I’m increasingly seeing the same thing said about some remarkably high-powered people. Bill Gates, Warren Buffet, Rick Warren, are all among the people of whom I’ve heard it said that they all read a book a week.
I think that is extraordinary, and while I have no doubt that the stories are true – for those three, the claim is well documented – I do find it an astonishing claim.
So let’s get some things straight
Who are these people? They are all high capacity individuals, who would have risen to the top of almost any profession because of their remarkable (and varied) gifts. Among those gifts, presumably, are concentration, self-discipline, and quick absorption of information.
What are these books? Actually, I think this is more to the point. Because there are some books which are best taken on board not so much by reading as selective sampling, knowledge of the index and contents, and a high-speed scan through with a highlighter. Lots of popular church leadership books fall into this category, and they can be filleted fairly quickly. Most of the advice on the web is not about reading a book, so much as understanding it – filleting it for ideas.
That’s the standard advice in, for instance, How to read a book by Adler and Van Doren. It’s useful, but only as far as it goes
Take the most recent three books I have reviewed on the blog. None of them is a quick read; in fact, to read them quickly is to do them is a disservice. Their ideas need time to expand and breathe. One is quite light and fun, but if you speed up you miss the jokes. Another is a serious work of history and philosophy which takes a lot of attention And the third is about the danger of speed and triviality – which means you have to take it slow.

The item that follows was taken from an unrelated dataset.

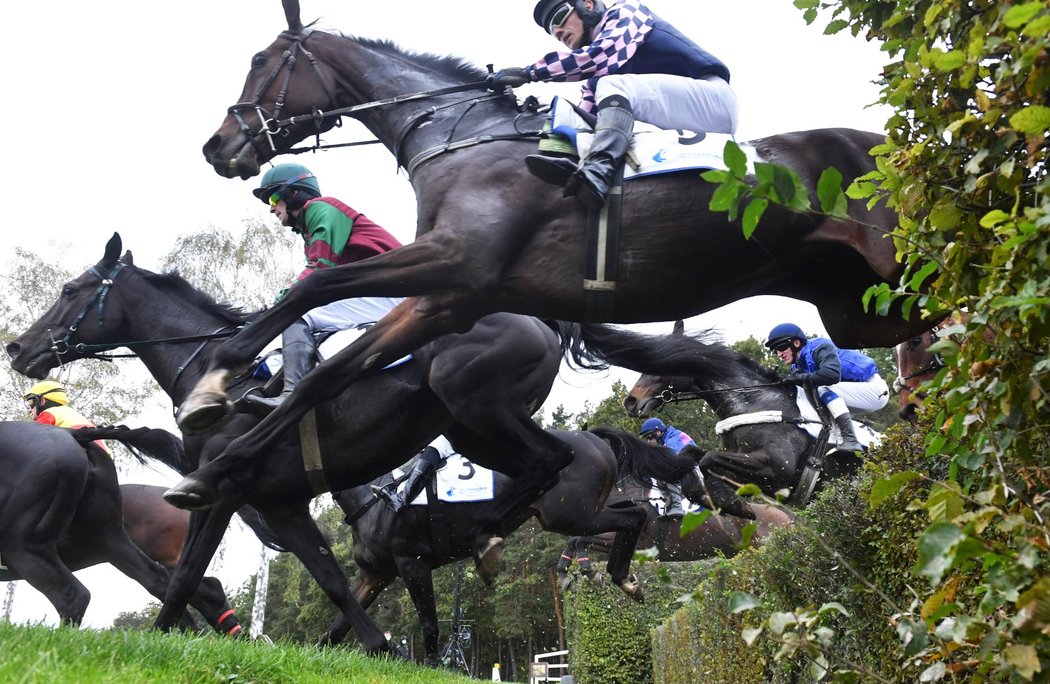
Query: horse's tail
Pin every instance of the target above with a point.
(643, 460)
(155, 443)
(599, 346)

However, if you’re like me you have a lot of books on the go at the same time, and you pick one up depending on the mood – or the room – you happen to be in. And I surprised myself last year when I tweaked the ‘book a week’ idea.
Instead, I aimed to finish 50 books a year. And I did it. And I’m on target for this year too. I have to keep the foot on the accelerator, but I think the book-a-week advice is poor guidance. Books have to persuade us, if they are to do their work. And that takes time.

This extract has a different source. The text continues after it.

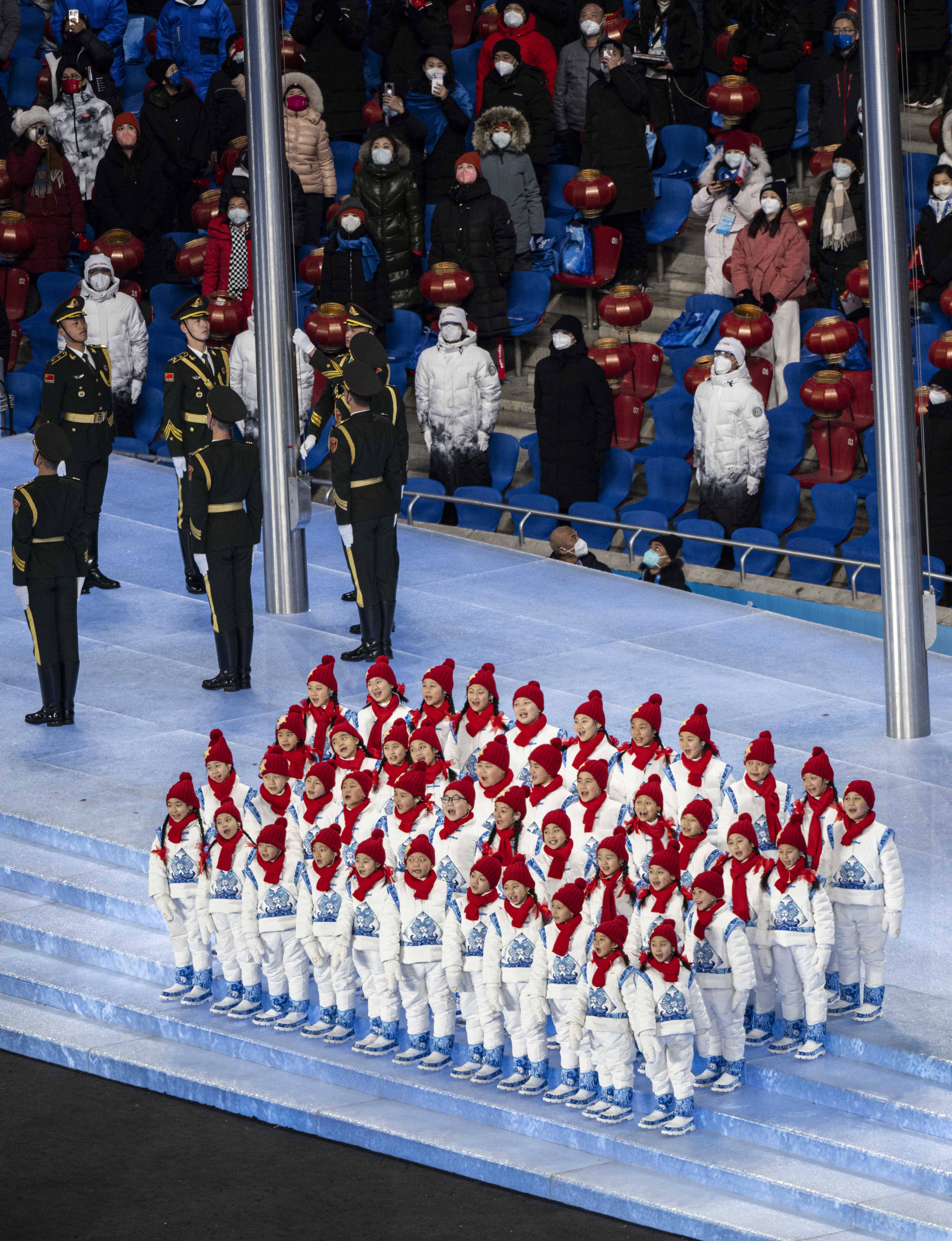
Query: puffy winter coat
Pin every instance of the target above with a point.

I used the ‘word finish’ because I have a terrible habit of starting, and then finding something else more interesting – or at least, newer and more shiny.
And I find the focus on the year to be much more realistic. Frankly I doubt if it is possible to read The City of God in a week, no matter how much coffee you drank. But give it a couple of months, in smaller doses, and you’re done.

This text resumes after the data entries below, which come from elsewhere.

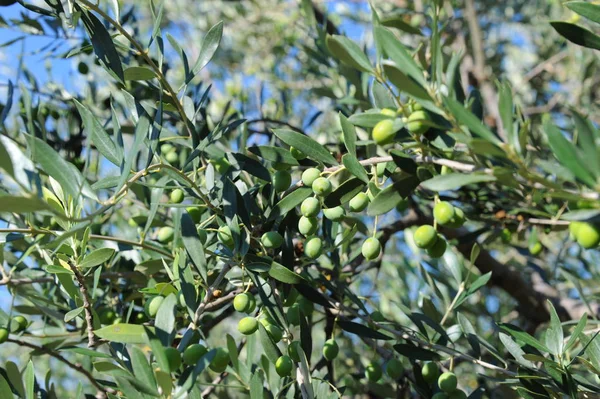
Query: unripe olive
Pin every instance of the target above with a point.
(443, 212)
(373, 372)
(244, 302)
(18, 324)
(330, 349)
(588, 235)
(383, 132)
(274, 332)
(425, 236)
(430, 372)
(359, 202)
(193, 353)
(107, 316)
(536, 248)
(294, 350)
(293, 315)
(152, 305)
(165, 234)
(321, 187)
(313, 247)
(299, 155)
(272, 240)
(220, 361)
(248, 325)
(310, 175)
(371, 248)
(224, 235)
(221, 164)
(388, 112)
(310, 207)
(173, 358)
(177, 196)
(281, 180)
(438, 248)
(284, 366)
(172, 157)
(458, 220)
(167, 147)
(394, 369)
(448, 382)
(195, 213)
(308, 226)
(458, 394)
(335, 214)
(417, 122)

Few of our books are as demanding as that, but most of the ones worth reading do take longer than a week to marinade.
So challenge yourself: read carefully and intelligently, but read a lot.
4 comments on “Can you really read a book a week?”
I’ve noticed my need for the stimulation of reading to keep my faith lively, and set myself the goal of 25 books this year. I’m on course at the moment but suspect I need to get ahead before Christmas hits! Do you read all 50 to the finish (like my perfectionism prompts me to) or do you give some up if they’re no good?
I find it really hard to give a book up! The price is therefore the excellent book I’m not starting because of the poor book I’m finishing. Sigh.
I suspect that my question may cause you to question whether such a person can actually exist, and it might be beyond your experience, but do you have any tips for someone who simply finds reading tedious, slow, gruelling and dull? Because that is me… sit me in a talk and I will pretty much remember everything, give me something to watch and I’ll retain most of the information with no need to make notes. Give me a book, and I get to the end of a page and am struggling both for the motivation to continue and to remember what I’ve read…
This is a serious reply and won’t apply to everything but have you tried audiobooks? Are they any better?